The Art Angle Podcast: Art Basel Rules the Art Market. Is That a Good Thing for Art?
In our latest podcast episode, executive editor Julia Halperin charts how Art Basel became a major cultural force—and what troubles lie ahead.
Welcome to the Art Angle, a podcast from Artnet News that delves into the places where the art world meets the real world, bringing each week’s biggest story down to earth. Join host Andrew Goldstein for an in-depth look at what matters most in museums, the art market, and much more with input from our own writers and editors as well as artists, curators, and other top experts in the field.
This week, what seems like the entire art industry, every luxury company, and every celebrity or status-seeker available will be traveling to south Florida for the 18th edition of Art Basel Miami Beach, the final stop on the annual art-market calendar—as well as a champagne-soaked playground for the rich and famous. And while people love to complain about this particular fair, Art Basel matters to the art business in an enormous, almost existential way.

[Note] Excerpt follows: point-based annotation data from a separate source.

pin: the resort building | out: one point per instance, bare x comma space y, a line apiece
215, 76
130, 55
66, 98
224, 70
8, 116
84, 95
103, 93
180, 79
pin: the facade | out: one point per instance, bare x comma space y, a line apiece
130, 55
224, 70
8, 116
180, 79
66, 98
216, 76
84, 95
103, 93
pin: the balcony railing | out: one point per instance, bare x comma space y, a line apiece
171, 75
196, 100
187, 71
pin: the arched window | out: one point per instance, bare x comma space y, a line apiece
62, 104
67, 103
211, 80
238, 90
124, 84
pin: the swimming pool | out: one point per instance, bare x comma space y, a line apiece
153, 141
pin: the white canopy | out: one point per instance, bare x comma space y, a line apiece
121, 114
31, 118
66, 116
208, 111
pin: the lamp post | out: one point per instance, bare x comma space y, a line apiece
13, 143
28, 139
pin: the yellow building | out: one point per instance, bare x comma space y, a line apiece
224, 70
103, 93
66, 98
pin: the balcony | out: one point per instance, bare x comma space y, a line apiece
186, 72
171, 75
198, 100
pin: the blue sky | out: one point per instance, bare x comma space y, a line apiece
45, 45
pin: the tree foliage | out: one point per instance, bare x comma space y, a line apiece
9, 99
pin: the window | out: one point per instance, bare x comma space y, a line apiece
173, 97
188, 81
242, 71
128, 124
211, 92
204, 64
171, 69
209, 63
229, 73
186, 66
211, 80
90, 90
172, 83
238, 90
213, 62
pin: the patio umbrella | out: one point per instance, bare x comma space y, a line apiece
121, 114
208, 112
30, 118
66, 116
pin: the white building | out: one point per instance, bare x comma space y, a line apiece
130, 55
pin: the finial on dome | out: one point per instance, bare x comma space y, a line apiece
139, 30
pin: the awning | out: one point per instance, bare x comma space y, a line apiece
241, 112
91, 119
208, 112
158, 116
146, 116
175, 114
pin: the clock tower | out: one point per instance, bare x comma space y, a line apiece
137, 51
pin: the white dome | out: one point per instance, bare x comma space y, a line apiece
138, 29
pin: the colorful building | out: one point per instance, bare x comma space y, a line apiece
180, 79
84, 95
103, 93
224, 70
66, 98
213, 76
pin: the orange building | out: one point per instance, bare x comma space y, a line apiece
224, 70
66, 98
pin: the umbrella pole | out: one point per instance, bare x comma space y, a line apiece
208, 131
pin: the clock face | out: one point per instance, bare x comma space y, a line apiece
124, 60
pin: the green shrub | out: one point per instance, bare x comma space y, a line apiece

Since its founding in 1970, Art Basel has evolved from a bespoke trade fair for German-speaking art collectors near its namesake Swiss city into a commercial Colossus linking Europe, Asia, and the Americas via three supersized fairs. Each event doesn’t only draw buyers and sellers of art who regularly transact in the millions of dollars, or even just the broader constellation of curators, journalists, and art lovers. It has also become a beacon for almost anyone hoping to ride the cultural wave that is contemporary art and its clientele, from major corporations to micro-influencers. In its wake, literally hundreds of other art fairs have risen up around the world hoping to do something similar.